Upon hearing the Grascals for the first time, you'd swear that they've been a band for decades, or at least been crammed into a time traveling DeLorean and brought to the 21st century from early 1950s Appalachia. The truth is that the Grascals have only been together for five years; however, they've been some pretty jam-packed years, touring as Dolly Parton's backing band in 2004 and recording with folks like George Jones, Steve Wariner, and legendary mandolin player Bobby Osborne.
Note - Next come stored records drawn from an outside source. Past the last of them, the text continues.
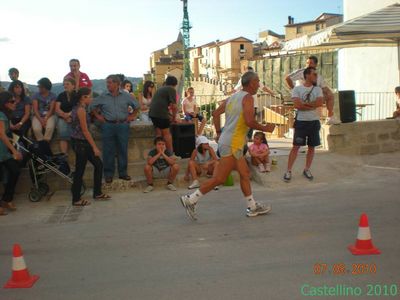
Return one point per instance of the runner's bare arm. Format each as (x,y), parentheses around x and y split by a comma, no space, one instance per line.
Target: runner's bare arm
(217,114)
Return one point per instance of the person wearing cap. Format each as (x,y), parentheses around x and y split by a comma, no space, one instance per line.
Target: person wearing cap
(202,160)
(160,164)
(44,119)
(13,73)
(81,79)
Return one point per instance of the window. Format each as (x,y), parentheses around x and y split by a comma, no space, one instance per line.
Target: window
(299,30)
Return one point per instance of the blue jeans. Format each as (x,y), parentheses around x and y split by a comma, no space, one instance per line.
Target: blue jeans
(115,141)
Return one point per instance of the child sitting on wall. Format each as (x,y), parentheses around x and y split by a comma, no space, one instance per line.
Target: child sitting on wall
(160,164)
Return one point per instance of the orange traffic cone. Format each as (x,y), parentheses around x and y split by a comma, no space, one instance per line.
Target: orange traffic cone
(363,244)
(20,275)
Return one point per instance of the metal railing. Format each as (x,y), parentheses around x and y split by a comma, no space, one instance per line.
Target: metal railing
(374,105)
(280,111)
(270,109)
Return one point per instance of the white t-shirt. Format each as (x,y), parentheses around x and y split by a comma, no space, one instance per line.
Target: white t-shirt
(307,94)
(298,78)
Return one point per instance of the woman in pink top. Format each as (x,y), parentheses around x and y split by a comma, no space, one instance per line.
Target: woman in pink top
(259,153)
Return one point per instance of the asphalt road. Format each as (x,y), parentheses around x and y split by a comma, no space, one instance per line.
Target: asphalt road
(144,247)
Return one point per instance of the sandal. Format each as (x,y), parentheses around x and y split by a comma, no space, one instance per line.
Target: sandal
(82,202)
(9,206)
(102,197)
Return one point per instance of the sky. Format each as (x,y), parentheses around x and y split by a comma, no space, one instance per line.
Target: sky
(39,37)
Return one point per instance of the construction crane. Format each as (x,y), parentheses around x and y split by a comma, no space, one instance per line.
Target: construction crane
(186,44)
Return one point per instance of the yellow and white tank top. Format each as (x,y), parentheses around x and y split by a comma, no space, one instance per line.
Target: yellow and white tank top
(235,129)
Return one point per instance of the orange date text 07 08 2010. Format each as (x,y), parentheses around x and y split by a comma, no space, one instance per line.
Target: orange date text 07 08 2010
(343,269)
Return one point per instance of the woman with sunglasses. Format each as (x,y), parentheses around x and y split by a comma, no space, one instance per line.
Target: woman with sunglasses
(64,104)
(145,100)
(44,103)
(8,154)
(20,117)
(85,149)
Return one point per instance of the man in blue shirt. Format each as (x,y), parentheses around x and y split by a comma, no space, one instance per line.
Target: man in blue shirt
(112,110)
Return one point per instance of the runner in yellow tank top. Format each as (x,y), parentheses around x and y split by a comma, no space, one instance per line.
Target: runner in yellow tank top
(239,110)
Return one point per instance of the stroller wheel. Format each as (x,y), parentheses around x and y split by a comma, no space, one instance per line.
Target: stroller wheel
(43,188)
(35,196)
(83,189)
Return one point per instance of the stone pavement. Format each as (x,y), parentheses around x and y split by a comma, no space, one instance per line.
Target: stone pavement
(143,246)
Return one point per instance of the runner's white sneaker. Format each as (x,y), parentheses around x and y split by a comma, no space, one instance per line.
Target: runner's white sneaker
(148,189)
(195,184)
(332,121)
(189,207)
(261,209)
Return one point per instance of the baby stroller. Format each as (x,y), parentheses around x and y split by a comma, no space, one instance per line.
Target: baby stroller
(42,161)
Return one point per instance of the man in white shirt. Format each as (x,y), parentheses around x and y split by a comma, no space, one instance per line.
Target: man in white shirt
(298,77)
(307,98)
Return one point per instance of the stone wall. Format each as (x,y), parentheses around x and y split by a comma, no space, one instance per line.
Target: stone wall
(364,137)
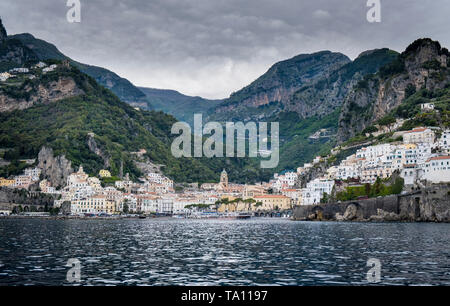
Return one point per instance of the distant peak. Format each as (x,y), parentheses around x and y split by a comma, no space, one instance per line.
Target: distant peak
(370,52)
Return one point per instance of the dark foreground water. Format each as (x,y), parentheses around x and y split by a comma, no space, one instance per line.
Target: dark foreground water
(213,252)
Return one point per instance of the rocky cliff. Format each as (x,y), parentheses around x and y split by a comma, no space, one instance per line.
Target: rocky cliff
(276,86)
(431,204)
(42,93)
(423,65)
(327,94)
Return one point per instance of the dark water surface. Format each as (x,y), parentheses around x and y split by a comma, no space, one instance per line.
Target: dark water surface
(221,252)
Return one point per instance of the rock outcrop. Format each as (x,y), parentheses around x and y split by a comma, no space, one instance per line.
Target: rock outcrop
(64,87)
(431,204)
(424,64)
(97,150)
(327,94)
(54,169)
(3,34)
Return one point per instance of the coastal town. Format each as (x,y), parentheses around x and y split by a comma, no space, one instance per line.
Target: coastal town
(422,155)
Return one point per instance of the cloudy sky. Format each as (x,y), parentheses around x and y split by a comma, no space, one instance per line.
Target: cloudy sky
(211,48)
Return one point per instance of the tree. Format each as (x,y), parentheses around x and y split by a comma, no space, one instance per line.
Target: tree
(325,198)
(125,209)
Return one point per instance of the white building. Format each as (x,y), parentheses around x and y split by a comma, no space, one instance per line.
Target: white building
(437,169)
(419,135)
(444,141)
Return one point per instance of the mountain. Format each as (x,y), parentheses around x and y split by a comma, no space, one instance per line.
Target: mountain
(81,121)
(420,74)
(304,94)
(327,94)
(176,104)
(43,50)
(271,92)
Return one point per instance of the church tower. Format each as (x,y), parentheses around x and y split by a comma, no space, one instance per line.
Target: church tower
(224,179)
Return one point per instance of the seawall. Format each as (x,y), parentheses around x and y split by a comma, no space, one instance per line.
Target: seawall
(431,204)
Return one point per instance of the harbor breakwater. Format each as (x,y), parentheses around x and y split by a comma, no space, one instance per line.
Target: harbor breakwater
(430,204)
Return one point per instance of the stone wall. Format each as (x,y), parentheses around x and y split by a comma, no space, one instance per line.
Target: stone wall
(431,204)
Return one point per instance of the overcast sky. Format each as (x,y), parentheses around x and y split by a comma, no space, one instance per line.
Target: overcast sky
(211,48)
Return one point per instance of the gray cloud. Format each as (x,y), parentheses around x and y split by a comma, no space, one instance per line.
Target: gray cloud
(211,47)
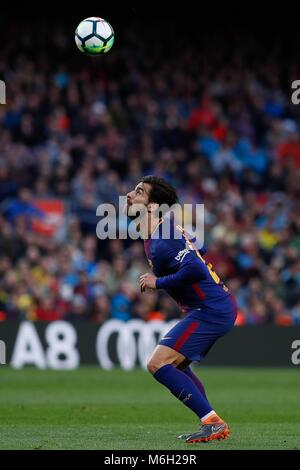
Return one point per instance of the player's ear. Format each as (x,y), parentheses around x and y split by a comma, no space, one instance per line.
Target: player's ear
(152,207)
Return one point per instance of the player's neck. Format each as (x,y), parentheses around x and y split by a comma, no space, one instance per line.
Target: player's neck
(150,227)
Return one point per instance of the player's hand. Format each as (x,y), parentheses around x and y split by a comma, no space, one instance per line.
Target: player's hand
(147,280)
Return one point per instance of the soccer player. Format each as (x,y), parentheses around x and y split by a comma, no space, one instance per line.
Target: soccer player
(209,308)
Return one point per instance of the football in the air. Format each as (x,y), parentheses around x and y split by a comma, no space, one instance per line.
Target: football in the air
(94,36)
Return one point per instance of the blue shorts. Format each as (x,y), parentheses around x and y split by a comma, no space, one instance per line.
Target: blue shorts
(193,337)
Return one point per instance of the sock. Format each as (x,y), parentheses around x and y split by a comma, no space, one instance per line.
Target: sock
(183,388)
(188,371)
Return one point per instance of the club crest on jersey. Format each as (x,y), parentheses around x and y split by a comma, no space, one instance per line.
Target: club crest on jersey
(182,254)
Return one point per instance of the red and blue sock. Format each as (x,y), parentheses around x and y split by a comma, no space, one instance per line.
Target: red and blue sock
(184,388)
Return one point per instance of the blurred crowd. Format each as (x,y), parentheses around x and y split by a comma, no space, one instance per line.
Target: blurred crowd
(213,117)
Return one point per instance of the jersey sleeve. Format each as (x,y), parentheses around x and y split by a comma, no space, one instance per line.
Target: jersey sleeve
(185,265)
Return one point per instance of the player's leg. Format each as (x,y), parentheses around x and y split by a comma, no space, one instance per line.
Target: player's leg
(185,367)
(189,340)
(163,366)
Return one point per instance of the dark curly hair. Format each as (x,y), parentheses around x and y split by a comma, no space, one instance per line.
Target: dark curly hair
(161,191)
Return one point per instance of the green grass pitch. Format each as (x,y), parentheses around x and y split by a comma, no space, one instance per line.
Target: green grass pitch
(94,409)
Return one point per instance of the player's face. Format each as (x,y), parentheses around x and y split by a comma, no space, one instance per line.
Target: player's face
(137,197)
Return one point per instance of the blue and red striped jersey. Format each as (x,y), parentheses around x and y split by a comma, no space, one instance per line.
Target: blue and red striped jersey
(185,275)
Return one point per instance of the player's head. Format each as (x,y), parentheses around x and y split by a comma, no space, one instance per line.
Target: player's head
(151,192)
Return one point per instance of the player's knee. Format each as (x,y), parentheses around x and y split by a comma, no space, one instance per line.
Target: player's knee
(153,365)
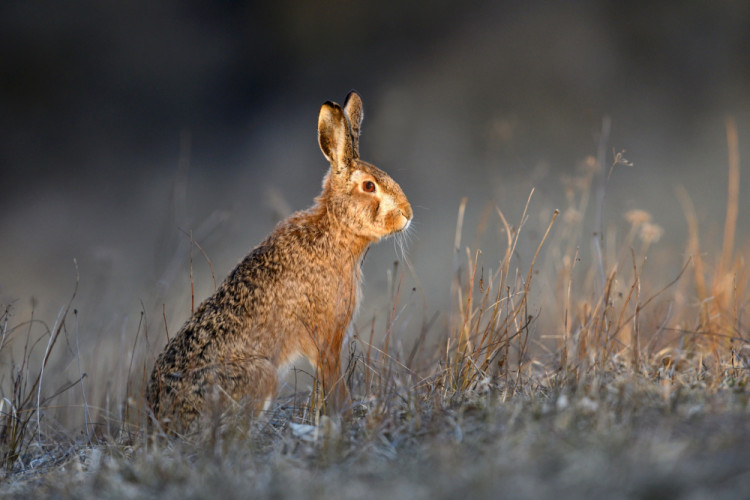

Although the Grascals have both feet firmly planted in the bluegrass tradition, they also owe a debt to classic country music, as evidenced by their covers of George Jones, Waylon Jennings, and Merle Haggard songs. It's a testament to the Grascals' musicianship that they can make songs like "Today I Started Loving You Again" and "Choices" sound like they've been bluegrass songs all along -- and in the case of "Choices", make it sound as good as (if not better than) the Possum's original. At first it's a little jarring to hear "Only Daddy That'll Walk the Line", a song entirely associated with Jennings' rich baritone, sung in a nasal tenor, but by the second or third listen, the Grascals' version begins to grow on you. By the fourth listen, you'll be singing along.
In addition to their country covers, the Grascals also tackle bluegrass standards, most notably the Flatt and Scruggs version of the traditional song "Rollin' in My Sweet Baby's Arms", on which new addition to the band Aaron McDaris gets to show off his fancy banjo pickin' skills. The final song of the album is the classic bluegrass gospel song "Farther Along". It's been recorded by approximately every bluegrass artist ever, and while the Grascals' take on it isn't especially innovative, their four-part harmony makes this song a joy to listen to. And for those who have never seen the band live, realize that those voices on the record are untouched by ProTools. In person, the harmonies are just as sweet.
Keep on Walkin' also has a couple Grascal-penned originals as well as tracks from some of songwriting's big guns. Vince Gill, a bluegrasser himself before the Nashville establishment sunk their claws in him, guests on "Sad Wind Sighs", an Aubrey Holt song so upbeat you forget it's about a dead girl. "Remembering" is quite possibly the "He Stopped Loving Her Today" of 2008, but this time, instead of a man having to die in order to forget a lover, the song's lens is focused on a D-Day veteran who can only find peace in death 40 years later. It's a poignant reminder of the human component of warfare, and sadly, this song may ring true for more than a few listeners out there today.
With the release of this album, the Grascals have hit their stride, proving they don't need a cadre of big-name guest stars on their records in order to release good music. Keep on Walkin' is proof positive that the Grascals are one of the best bands –- regardless of genre -- out there. Although the golden age of bluegrass music is generally considered to have ended 50 years ago, the Grascals are doing a damn good job of bringing it back.